It has been observed that the education of an architect begins with the establishment of a basic spatial literacy through the completion of operations, advances through the completion of projects, and culminates in the formation of a thesis. In this spirit, this semester of 200c opens with a project that manifests as a series of related operations that introduce strategies and themes that will echo in the projects to follow. Sergio Lopez-Pineiro defines an architectural operation as an exercise that is narrowly focused on a specific architectural issue; issues that may include techniques of production and representation, spatial and geometric experiments, human scale and various understandings of the human figure, and material explorations. Through acquiring competency in the sort of operations that architects use in the conceptualization of their work, we can begin to understand architecture as a practice-based discipline, and come to the realization that it is not through rumination, but "only through an operation that an architect can exercise a design decision".

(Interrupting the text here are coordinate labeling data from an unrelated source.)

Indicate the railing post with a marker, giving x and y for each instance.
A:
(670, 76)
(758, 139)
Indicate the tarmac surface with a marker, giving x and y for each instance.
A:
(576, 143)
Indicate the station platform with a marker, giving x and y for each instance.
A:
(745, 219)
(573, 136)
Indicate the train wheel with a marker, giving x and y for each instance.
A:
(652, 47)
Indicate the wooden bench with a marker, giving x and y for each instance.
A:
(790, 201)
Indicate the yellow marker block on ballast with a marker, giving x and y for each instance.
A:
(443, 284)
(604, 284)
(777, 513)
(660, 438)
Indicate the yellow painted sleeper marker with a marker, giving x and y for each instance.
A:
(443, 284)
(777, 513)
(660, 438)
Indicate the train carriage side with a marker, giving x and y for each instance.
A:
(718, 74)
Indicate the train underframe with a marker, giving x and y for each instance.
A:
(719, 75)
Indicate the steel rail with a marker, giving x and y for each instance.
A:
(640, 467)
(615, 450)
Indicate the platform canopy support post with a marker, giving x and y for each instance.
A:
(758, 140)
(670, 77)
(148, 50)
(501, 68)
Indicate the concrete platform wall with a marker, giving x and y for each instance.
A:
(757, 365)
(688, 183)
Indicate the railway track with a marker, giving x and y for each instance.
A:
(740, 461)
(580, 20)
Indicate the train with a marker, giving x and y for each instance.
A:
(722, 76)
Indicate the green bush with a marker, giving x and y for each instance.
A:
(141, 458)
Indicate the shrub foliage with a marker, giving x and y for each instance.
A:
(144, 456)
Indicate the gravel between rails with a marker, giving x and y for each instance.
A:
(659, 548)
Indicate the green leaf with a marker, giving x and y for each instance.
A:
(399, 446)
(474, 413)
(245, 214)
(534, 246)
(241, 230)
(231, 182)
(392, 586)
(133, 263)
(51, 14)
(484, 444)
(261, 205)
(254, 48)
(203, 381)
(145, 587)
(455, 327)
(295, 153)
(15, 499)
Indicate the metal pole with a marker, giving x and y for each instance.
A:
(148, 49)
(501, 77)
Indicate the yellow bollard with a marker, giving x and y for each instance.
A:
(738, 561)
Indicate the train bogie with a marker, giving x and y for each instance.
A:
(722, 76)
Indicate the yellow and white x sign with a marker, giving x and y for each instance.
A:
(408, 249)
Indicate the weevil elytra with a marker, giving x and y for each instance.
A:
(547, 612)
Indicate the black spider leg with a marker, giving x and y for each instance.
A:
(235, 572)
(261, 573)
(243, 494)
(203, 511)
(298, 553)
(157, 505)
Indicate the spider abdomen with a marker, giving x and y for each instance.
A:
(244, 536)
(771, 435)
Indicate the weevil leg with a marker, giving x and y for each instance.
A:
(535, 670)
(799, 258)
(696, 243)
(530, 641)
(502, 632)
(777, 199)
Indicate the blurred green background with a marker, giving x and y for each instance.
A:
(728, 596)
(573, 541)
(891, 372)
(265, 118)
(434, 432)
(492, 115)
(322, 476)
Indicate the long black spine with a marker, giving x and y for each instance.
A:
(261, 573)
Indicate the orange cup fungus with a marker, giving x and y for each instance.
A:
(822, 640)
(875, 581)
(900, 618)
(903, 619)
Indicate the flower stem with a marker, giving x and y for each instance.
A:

Our first project, Balloon Animals, does just this. Here we consider two bodies, one human and another inanimate (but nonetheless anthropomorphic or possibly zoomorphic) as the generators of a proto-architecture. The first is a simulation of a human body, perhaps one similar to our own, which is examined in motion and in terms of dimension, proportion, and expressive gesture. This first body is a proxy for architectural occupation in our first project, and the accommodation of the particular gesture being studied is a proxy for architectural program. The second is an inanimate body which, while lifeless, possesses its own anatomy nonetheless, and is able to receive the imprint of the expressive forces that give it form. This second body shows us that material, too, is capable of gesture. After examining each of these bodies on their own, we subject them to an operation designed to bring them together to form a third. Their integration offers the first moment of this project at which we are, from one point of view, free to express ourselves as designers, as the negotiation of the dimensional and gestural requirements of these forms, one the embodiment of interior forces and the other shaped by environmental ones, may be seen to fulfill the very definition of architecture.
The first body is a digital human form and motion-captured gesture that will be produced using Adobe Fuse, and a set of predefined gestures provided by Adobe Creative Cloud. A process will be demonstrated for authoring a human figure, selecting a gesture, and for acquiring the necessary three-dimensional geometry for editing and producing two-dimensional drawings in Rhino and Illustrator. This information will form the basis of four descriptive and analytical documents.
Our second body is comprised of inert material, of plaster cast into a flexible latex media. This balloon animal is without conviction, the direct result of an exothermic chemical reaction in which dry plaster powder mixed with water re-forms into gypsum, a process that induces the liquid mixture to take on the form of whatever container in which it happens to reside as it solidifies. While this body is lifeless, it may be seen to exhibit similar properties to the expressive human form, as the motion, direction, and gesture of the forces that shape it leave their imprint. Critically, the method we will exploit in the production of this plaster body allows it to clearly record this imprint of the forces that give it form. As such, these forces may be later uncovered and examined by employing many of the same techniques that have historically been employed in studying the human body in motion, and the same graphic devices we have used in the service of describing Body One.
Like Body One, we will understand this second body not as a singular entity, but as a number of forms that may result from the application of a controlled set of forces. To reliably produce these multiple forms, the attendant forces must be deployed in a controlled and repeatable fashion. To this end, we will require a jig: a custom-made tool used to control the configuration of a form, and to lend repeatability, accuracy, and interchangeability in manufacturing. Students will be provided with specifications and constraints for the fabrication of such a jig, which each student will design such that it applies a controllable set of forces that guide the formation of a plaster form cast into flexible media. In our human figure study, a gesture was understood as the changes in the positions of the body over time. In the context of our plaster forms, a gesture will be understood as the parametric variations in form that are produced by incremental changes in the settings of the jig. Given this correlation, these two dynamics may be described in similar terms. Like Body One, the plaster forms we produced will be examined using descriptive and analytical graphic devices.